DynGraphGAN: Dynamic Graph Embedding via Generative Adversarial Networks

Abstract

Graphs have become widely adopted as a means of representing relationships between entities in many applications. These graphs often evolve over time. Learning effective representations preserving graph topology, as well as latent patterns in temporal dynamics, has drawn increasing interests. In this paper, we investigate the problem of dynamic graph embedding that maps a time series of graphs to a low dimensional feature space. However, most existing works in the field of dynamic representation learning either consider temporal evolution of low-order proximity or treat high-order proximity and temporal dynamics separately. It is challenging to learn one single embedding that can preserve the high-order proximity with long-term temporal dependencies. We propose a Generative Adversarial Networks (GAN) based model, named DynGraphGAN, to learn robust feature representations. It consists of a generator and a discriminator trained in an adversarial process. The generator generates connections between nodes that are represented by a series of adjacency matrices.
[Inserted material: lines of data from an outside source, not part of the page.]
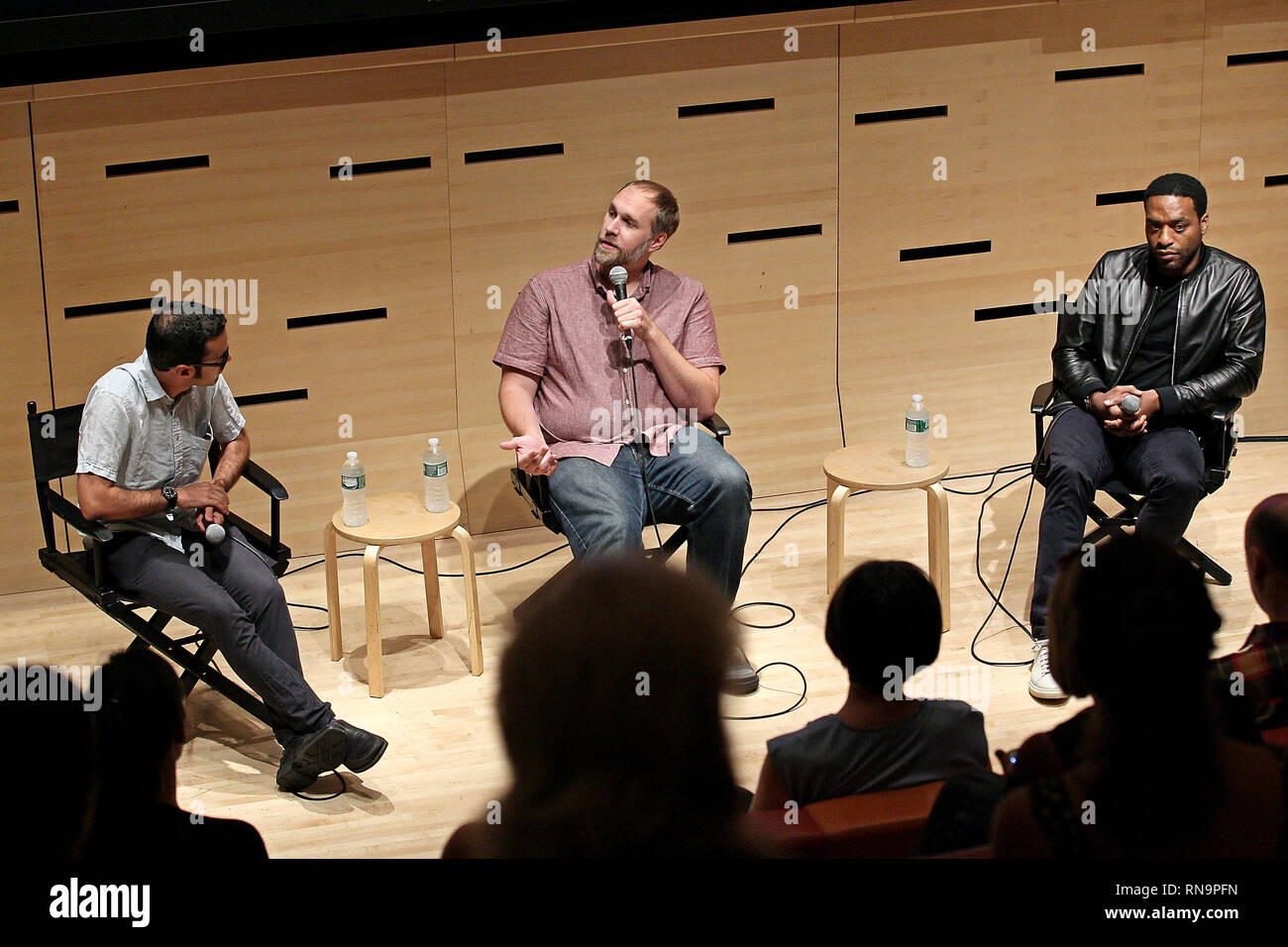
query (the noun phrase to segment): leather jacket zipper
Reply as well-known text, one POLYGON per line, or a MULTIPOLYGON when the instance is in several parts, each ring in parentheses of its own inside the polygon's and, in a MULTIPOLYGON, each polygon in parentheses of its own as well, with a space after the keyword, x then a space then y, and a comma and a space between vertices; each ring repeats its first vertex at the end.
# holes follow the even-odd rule
MULTIPOLYGON (((1154 303, 1158 301, 1158 292, 1149 283, 1145 283, 1145 287, 1146 287, 1145 300, 1148 303, 1148 308, 1145 309, 1145 318, 1140 321, 1140 329, 1136 331, 1136 338, 1132 339, 1132 344, 1127 349, 1127 358, 1123 359, 1123 366, 1118 370, 1118 378, 1114 379, 1114 383, 1112 385, 1109 385, 1110 388, 1117 388, 1118 385, 1122 384, 1123 375, 1127 372, 1127 367, 1131 365, 1131 359, 1136 357, 1136 349, 1139 349, 1140 344, 1145 340, 1145 332, 1149 331, 1149 321, 1154 318, 1154 303)), ((1172 371, 1173 372, 1176 371, 1175 341, 1172 352, 1172 371)))

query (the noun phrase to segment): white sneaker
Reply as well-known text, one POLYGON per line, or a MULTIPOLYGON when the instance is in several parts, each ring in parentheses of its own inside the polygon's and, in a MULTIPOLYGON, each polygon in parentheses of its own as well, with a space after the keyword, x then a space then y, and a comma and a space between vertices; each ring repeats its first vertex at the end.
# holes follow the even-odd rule
POLYGON ((1033 667, 1029 670, 1029 693, 1039 701, 1063 701, 1069 694, 1051 676, 1051 657, 1046 639, 1033 642, 1033 667))

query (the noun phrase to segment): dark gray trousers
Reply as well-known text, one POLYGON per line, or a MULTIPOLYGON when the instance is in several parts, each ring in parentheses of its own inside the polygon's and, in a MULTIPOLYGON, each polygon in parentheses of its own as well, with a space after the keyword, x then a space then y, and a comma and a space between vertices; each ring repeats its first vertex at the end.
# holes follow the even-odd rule
POLYGON ((1060 559, 1078 549, 1096 488, 1118 477, 1148 500, 1136 518, 1136 532, 1164 542, 1185 535, 1204 496, 1203 451, 1189 428, 1160 428, 1140 437, 1114 437, 1078 407, 1065 410, 1047 429, 1051 470, 1047 474, 1038 562, 1033 576, 1029 618, 1034 638, 1047 635, 1047 599, 1060 559))
POLYGON ((124 594, 215 640, 237 676, 286 722, 274 729, 285 746, 335 715, 300 671, 295 625, 277 576, 234 537, 246 541, 236 527, 218 546, 184 532, 184 554, 153 536, 125 533, 109 545, 107 566, 124 594))

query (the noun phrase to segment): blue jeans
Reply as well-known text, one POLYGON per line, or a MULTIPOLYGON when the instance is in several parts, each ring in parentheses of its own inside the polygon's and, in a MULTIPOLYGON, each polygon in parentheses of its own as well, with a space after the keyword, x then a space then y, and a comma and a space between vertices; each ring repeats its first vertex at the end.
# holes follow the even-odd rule
POLYGON ((559 461, 550 474, 550 501, 572 554, 643 553, 648 506, 636 457, 644 459, 658 522, 689 527, 689 572, 705 573, 733 602, 742 580, 751 481, 719 441, 692 426, 676 435, 665 457, 626 445, 612 466, 589 457, 559 461))
POLYGON ((246 541, 237 527, 228 527, 218 546, 184 532, 184 555, 152 536, 122 533, 108 546, 107 566, 126 595, 215 640, 237 676, 282 718, 285 725, 273 736, 286 746, 322 729, 335 714, 304 680, 295 624, 277 576, 234 537, 246 541), (202 557, 194 559, 191 550, 198 542, 202 557))

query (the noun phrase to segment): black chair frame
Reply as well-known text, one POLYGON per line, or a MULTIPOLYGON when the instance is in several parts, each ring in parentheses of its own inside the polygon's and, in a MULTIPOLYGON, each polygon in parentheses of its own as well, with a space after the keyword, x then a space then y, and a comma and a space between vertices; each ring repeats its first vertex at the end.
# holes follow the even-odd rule
MULTIPOLYGON (((173 616, 153 609, 151 617, 139 615, 143 603, 133 602, 113 588, 104 566, 104 548, 115 533, 103 523, 84 517, 80 508, 67 500, 57 488, 63 477, 76 474, 76 448, 84 405, 72 405, 49 411, 37 411, 36 402, 27 402, 27 428, 31 437, 31 464, 36 482, 36 502, 40 523, 45 533, 45 546, 40 550, 40 564, 71 585, 76 591, 124 625, 134 634, 130 649, 153 648, 183 669, 180 685, 191 693, 201 680, 251 716, 269 727, 282 724, 281 718, 263 701, 211 665, 216 644, 201 630, 185 638, 171 638, 165 627, 173 616), (76 530, 84 537, 84 551, 62 551, 57 544, 54 517, 76 530)), ((219 465, 222 448, 210 448, 210 469, 219 465)), ((269 560, 273 575, 281 576, 291 560, 291 550, 279 540, 279 505, 287 499, 286 488, 272 474, 254 461, 247 461, 242 478, 269 497, 270 527, 264 532, 234 513, 225 522, 240 528, 246 540, 269 560)))
MULTIPOLYGON (((1055 381, 1046 381, 1033 390, 1029 411, 1033 414, 1033 428, 1036 450, 1033 455, 1033 477, 1043 487, 1047 474, 1051 470, 1051 457, 1046 443, 1048 425, 1046 419, 1052 416, 1059 387, 1055 381)), ((1238 398, 1221 402, 1211 411, 1212 424, 1208 430, 1199 434, 1199 448, 1203 451, 1203 488, 1208 495, 1220 490, 1230 477, 1230 459, 1238 454, 1238 437, 1234 433, 1234 414, 1243 402, 1238 398)), ((1075 411, 1078 408, 1068 408, 1075 411)), ((1139 487, 1124 483, 1118 478, 1112 478, 1099 487, 1122 506, 1117 514, 1109 514, 1097 504, 1092 502, 1087 515, 1096 524, 1096 528, 1087 533, 1083 542, 1099 542, 1100 540, 1122 533, 1127 527, 1136 526, 1136 517, 1145 502, 1145 496, 1139 487)), ((1217 585, 1230 585, 1230 573, 1215 559, 1198 549, 1186 539, 1176 544, 1176 551, 1199 567, 1204 575, 1209 576, 1217 585)))
MULTIPOLYGON (((732 433, 729 425, 725 420, 717 415, 712 414, 710 417, 702 421, 702 426, 710 430, 716 441, 724 445, 724 439, 732 433)), ((541 477, 537 474, 529 474, 520 470, 518 466, 510 470, 510 483, 514 486, 514 492, 516 492, 523 501, 527 502, 528 510, 532 513, 533 518, 537 519, 542 526, 555 533, 563 533, 563 526, 559 522, 559 517, 555 515, 554 506, 550 502, 550 478, 541 477)), ((648 528, 653 526, 653 518, 645 513, 644 527, 648 528)), ((666 562, 683 546, 689 539, 689 527, 677 526, 675 532, 666 537, 661 546, 650 546, 644 550, 644 555, 650 559, 658 559, 666 562)), ((564 568, 571 568, 573 563, 568 563, 564 568)), ((553 582, 555 579, 563 575, 560 569, 554 577, 550 579, 553 582)), ((542 589, 545 585, 541 586, 542 589)), ((540 595, 541 589, 532 593, 524 602, 522 602, 515 609, 516 616, 522 616, 540 595)))

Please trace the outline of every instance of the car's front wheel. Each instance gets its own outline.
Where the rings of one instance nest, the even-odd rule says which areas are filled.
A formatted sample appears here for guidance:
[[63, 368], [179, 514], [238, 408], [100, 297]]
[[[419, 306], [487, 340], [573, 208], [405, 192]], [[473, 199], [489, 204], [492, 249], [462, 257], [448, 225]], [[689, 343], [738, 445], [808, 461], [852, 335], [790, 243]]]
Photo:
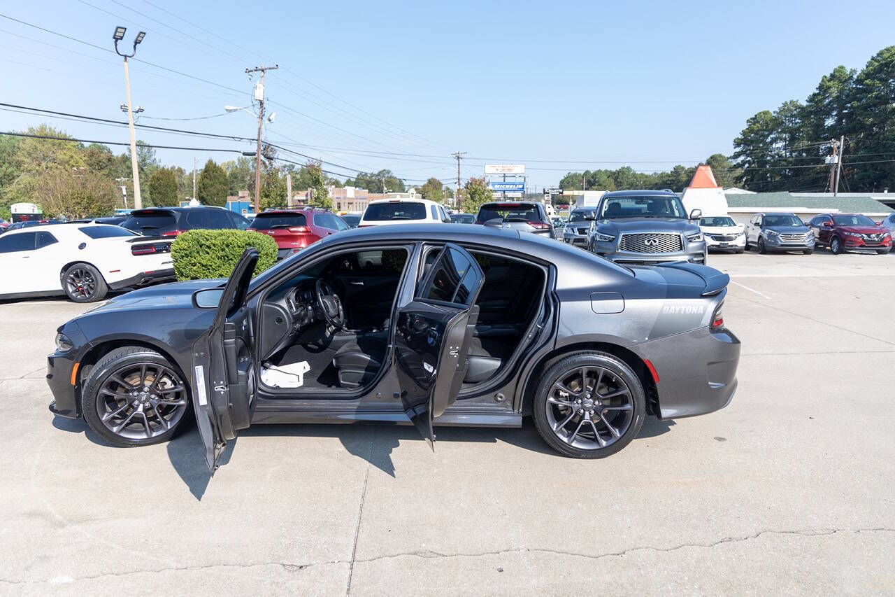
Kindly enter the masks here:
[[69, 265], [62, 274], [62, 288], [76, 303], [102, 300], [109, 290], [103, 274], [90, 264]]
[[627, 364], [586, 350], [548, 368], [533, 411], [538, 433], [553, 449], [573, 458], [603, 458], [637, 436], [646, 408], [644, 386]]
[[148, 348], [118, 348], [90, 369], [81, 406], [90, 428], [121, 447], [170, 439], [189, 408], [179, 368]]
The discriminator integrates a graph convolutional network for high-order proximity and a convolutional neural network for temporal dependency to distinguish real samples from fake samples produced by the generator. With iterative boosting of the performance of the generator and discriminator, node embeddings are learned to present dynamic evolution over time. By jointly considering high-order proximity and temporal evolution, our model can preserve spatial structure with temporal dependency. DynGraphGAN is optimized on subgraphs produced by random walks to capture more complex structural and temporal patterns in the dynamic graphs. We also leverage sparsity and temporal smoothness properties to further improve the model efficiency. Our model demonstrates substantial gains over several baseline models in link prediction and reconstruction tasks on real-world datasets.